[Tensorize] Support conditions inside tensorize scope

Hi all,

Currently, we are working on the tensorization for some abstracted intrinsics. Once tensorized, another pass can do the HW intrinsics selection.

So, in the tensorize step, we do not care about any tail loop iterations (uneven split cases).

Here is a test case to do that.

import tvm
from tvm import te

def intrin_vadd(xo, m, n):
    x = te.placeholder((n,), name="vx")
    y = te.placeholder((n,), name="vy")
    if m % n == 0:
        body = lambda i: x[i] + y[i]
        body = lambda i: tvm.tir.Select(xo * n + i < m, x[i] + y[i], tvm.tir.const(0, dtype=x.dtype))
    z = te.compute(x.shape, body, name="z")

    def intrin_func(ins, outs):
        xx, yy = ins
        zz = outs[0]
        return tvm.tir.call_packed("vadd", xx, yy, zz)

    buffer_params = {"offset_factor": 16}
    return te.decl_tensor_intrin(z.op, intrin_func, default_buffer_params=buffer_params)

def add(m):
    x = te.placeholder((m,), name="x")
    y = te.placeholder((m,), name="y")
    z = te.compute(x.shape, lambda i: x[i] + y[i], name="z")
    return x, y, z

def check_cache_write(m, factor):
    x, y, z = add(m)
    s = te.create_schedule(z.op)
    _, _ = s[z].split(z.op.axis[0], factor=factor)

    z_global = s.cache_write(z, "global")
    xo, xi = z_global.op.axis

    cond = xo * factor + xi < m 
    vadd = intrin_vadd(xo, m, factor)
    s[z_global].tensorize(xi, vadd)
    tvm.lower(s, [x, y, z]) 

check_cache_write(129, 16)

After splitting the axis of z, there will be a condition like xo * factor + xi < m to protect the computation.
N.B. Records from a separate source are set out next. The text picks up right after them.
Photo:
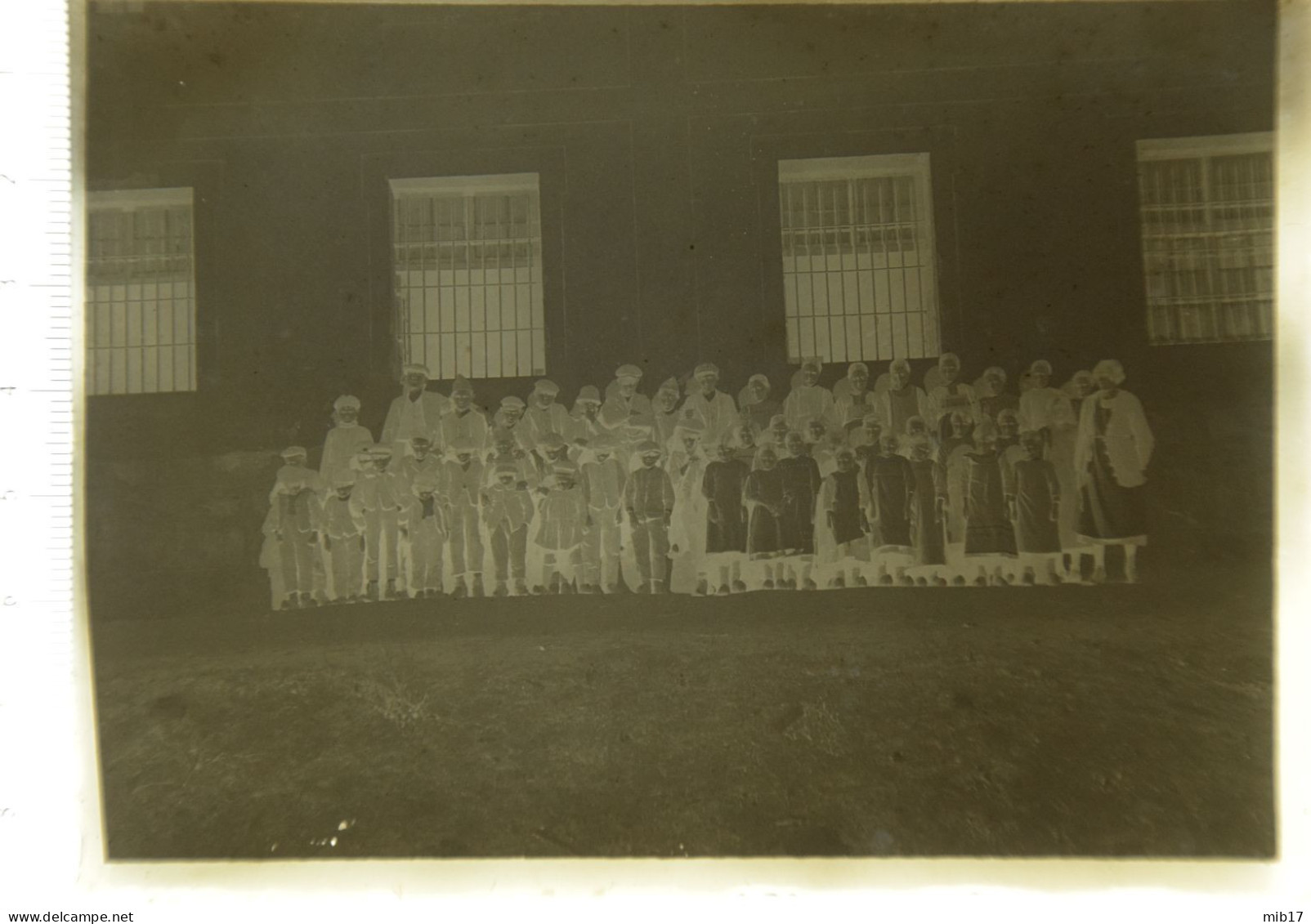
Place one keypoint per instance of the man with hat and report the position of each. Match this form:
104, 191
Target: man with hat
666, 410
544, 413
463, 421
1042, 407
649, 502
623, 401
758, 408
603, 476
295, 524
414, 412
344, 440
509, 417
464, 490
716, 410
901, 401
808, 399
379, 497
848, 410
585, 425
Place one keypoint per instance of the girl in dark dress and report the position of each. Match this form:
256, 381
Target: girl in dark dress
842, 518
989, 535
725, 516
763, 496
890, 484
800, 486
1035, 497
928, 500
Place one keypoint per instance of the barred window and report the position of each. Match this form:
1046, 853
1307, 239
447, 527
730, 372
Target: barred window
467, 257
141, 292
1208, 232
859, 258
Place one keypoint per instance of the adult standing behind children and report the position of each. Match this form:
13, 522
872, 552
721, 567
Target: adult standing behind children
344, 442
1112, 453
902, 400
808, 400
416, 412
716, 410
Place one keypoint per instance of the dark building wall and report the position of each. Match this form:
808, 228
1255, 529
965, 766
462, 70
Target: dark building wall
656, 132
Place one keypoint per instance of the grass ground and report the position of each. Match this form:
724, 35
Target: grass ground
1111, 721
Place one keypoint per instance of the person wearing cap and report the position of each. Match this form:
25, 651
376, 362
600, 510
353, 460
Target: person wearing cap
649, 502
506, 514
1044, 408
344, 440
510, 417
414, 412
425, 529
902, 400
295, 527
665, 410
544, 413
857, 400
716, 409
808, 399
623, 401
562, 524
464, 485
505, 450
1112, 453
758, 408
585, 417
994, 397
776, 435
344, 539
463, 421
725, 514
948, 396
380, 496
603, 476
686, 466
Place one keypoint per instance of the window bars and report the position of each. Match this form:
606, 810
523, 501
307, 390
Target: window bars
859, 258
141, 292
1208, 236
467, 260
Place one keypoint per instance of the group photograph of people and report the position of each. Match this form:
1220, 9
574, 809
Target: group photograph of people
692, 489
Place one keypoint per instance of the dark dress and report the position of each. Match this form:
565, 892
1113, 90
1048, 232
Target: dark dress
725, 516
890, 486
800, 486
987, 529
1109, 510
763, 488
846, 501
1036, 490
930, 484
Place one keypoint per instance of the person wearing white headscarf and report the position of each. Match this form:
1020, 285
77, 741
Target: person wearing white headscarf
902, 400
416, 412
344, 440
808, 399
1041, 407
1112, 453
950, 396
716, 410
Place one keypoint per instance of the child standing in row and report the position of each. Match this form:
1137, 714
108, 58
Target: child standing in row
723, 486
763, 496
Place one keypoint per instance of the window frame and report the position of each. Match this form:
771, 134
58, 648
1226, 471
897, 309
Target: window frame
918, 167
1201, 149
472, 185
130, 199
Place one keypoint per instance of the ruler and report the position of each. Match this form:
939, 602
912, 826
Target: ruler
43, 696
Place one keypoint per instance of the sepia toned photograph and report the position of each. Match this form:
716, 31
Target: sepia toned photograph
681, 431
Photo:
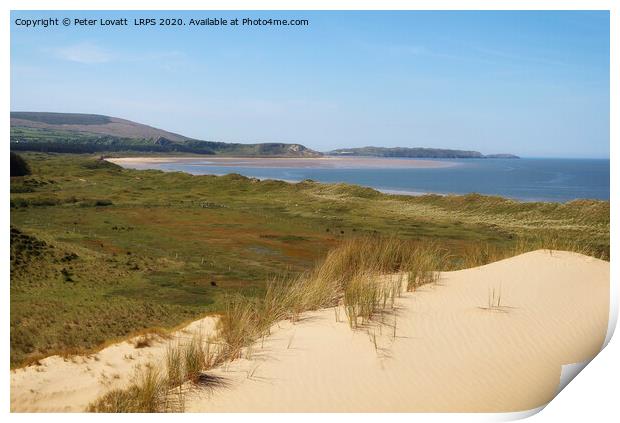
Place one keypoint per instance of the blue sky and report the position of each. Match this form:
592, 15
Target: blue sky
530, 83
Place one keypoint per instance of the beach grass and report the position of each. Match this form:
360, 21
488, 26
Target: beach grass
100, 253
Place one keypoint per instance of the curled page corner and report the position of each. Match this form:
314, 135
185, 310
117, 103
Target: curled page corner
569, 371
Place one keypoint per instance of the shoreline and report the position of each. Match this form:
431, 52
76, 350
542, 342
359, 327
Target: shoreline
145, 163
329, 162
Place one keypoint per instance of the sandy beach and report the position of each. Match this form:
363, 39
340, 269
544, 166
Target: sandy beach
285, 162
441, 350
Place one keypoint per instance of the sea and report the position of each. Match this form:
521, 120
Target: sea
525, 179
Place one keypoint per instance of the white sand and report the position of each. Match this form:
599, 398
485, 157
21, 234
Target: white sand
449, 353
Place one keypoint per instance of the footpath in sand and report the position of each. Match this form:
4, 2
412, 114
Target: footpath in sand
441, 350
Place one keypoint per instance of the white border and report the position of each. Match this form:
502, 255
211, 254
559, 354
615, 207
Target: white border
591, 396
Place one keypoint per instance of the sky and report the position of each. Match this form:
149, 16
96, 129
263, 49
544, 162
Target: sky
534, 84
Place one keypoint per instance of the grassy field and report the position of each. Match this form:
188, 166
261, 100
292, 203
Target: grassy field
99, 252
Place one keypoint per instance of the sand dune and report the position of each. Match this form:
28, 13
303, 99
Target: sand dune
448, 351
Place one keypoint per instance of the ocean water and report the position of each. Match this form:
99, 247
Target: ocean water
555, 180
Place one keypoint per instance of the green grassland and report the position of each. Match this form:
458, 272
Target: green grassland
99, 252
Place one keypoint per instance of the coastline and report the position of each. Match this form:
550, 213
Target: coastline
329, 162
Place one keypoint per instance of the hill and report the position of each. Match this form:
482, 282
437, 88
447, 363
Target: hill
418, 152
88, 133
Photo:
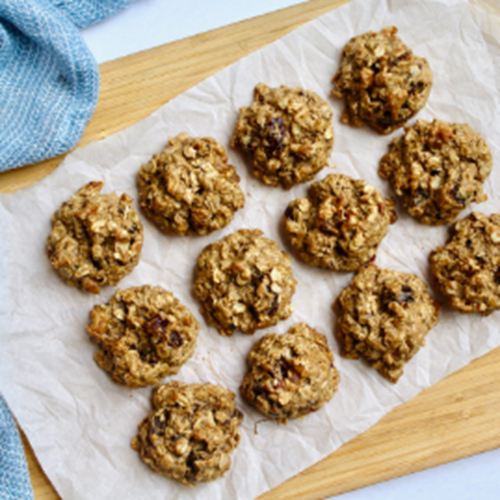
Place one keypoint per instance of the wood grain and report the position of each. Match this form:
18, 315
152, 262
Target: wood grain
453, 419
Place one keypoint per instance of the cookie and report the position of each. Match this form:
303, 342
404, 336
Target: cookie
340, 224
144, 334
467, 268
290, 375
383, 83
189, 188
191, 432
289, 133
437, 169
244, 281
384, 316
96, 239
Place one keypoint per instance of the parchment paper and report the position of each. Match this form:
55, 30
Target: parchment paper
79, 422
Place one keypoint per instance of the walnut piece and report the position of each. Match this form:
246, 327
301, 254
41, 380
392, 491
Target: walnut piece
384, 84
288, 131
244, 281
144, 334
437, 169
467, 268
191, 432
189, 188
340, 224
384, 316
96, 239
290, 375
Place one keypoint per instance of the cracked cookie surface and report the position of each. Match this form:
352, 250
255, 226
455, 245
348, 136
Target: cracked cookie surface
384, 316
290, 375
189, 188
96, 239
289, 133
144, 334
244, 281
191, 432
437, 169
384, 84
467, 268
340, 224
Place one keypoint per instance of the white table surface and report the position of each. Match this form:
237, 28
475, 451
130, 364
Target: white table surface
155, 22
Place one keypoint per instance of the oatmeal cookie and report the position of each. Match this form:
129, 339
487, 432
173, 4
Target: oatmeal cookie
384, 316
340, 224
191, 432
244, 281
437, 169
384, 84
288, 131
96, 239
290, 375
467, 268
189, 188
144, 334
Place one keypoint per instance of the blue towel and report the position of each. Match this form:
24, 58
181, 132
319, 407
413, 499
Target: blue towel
49, 83
49, 80
14, 479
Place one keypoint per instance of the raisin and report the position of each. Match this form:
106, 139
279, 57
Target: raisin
289, 213
175, 339
157, 326
454, 193
275, 137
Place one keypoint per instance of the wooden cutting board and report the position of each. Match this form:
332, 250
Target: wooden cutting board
456, 418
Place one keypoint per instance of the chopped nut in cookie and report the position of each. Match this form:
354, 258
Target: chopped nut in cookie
340, 224
191, 432
467, 268
144, 334
384, 84
290, 375
189, 188
289, 133
437, 169
96, 239
384, 316
244, 281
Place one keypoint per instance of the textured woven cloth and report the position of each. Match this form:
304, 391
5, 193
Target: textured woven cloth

I follow the same IR to describe the intrinsic but got an unmatch error.

  File "~/apache/tvm/src/te/operation/tensorize.cc", line 336
An internal invariant was violated during the execution of TVM.
Please read TVM's error reporting guidelines.
More details can be found here: https://discuss.tvm.ai/t/error-reporting/7793.
  Check failed: expr_equal(lhs, rhs) == false: Failed to match the compute with TensorIntrin tensor_intrin's declaration  provided= select((((i.outer.c*16) + i) < 129), (vx[i] + vy[i]), 0f), intrin=  select((((i.outer.c*16) + i) < 129), (vx[i] + vy[i]), 0f)

The compute bodies are exactly the same, but the address of i.outer.c are not equal. I have done some investigation and found that after the schedule.normalize() pass, the outer loop var xo will be rebased and turned into a new IterVarNode with a new address.

ref: tvm/schedule_dataflow_rewrite.cc at main · apache/tvm (github.com)

Then, It is failed to check because the address of i.outer.c is not matched with the one in compute body.

As the opposite, compute op ran the substitution.

ref: tvm/compute_op.cc at main · apache/tvm (github.com) and tvm/compute_op.cc at main · apache/tvm (github.com)

Finally, I try to fix this issue by change this line tvm/tensorize.cc at main · apache/tvm (github.com) to

PrimExpr rhs = ana.Simplify(Substitute(intrin_compute->body[i], value_map));

and it works.

There is a similar issue as below.

All in all, this issue raised some questions.

  1. Does Tensorize has this constraint deliberately?
  2. Can we use Tensorize to cover the tail loop cases? We will process the tail part on the HW side or in another pass.

The fix [Tensorize] Support conds depend on outer loop vars inside tensorize scope by leeexyz · Pull Request #7497 · apache/tvm (github.com)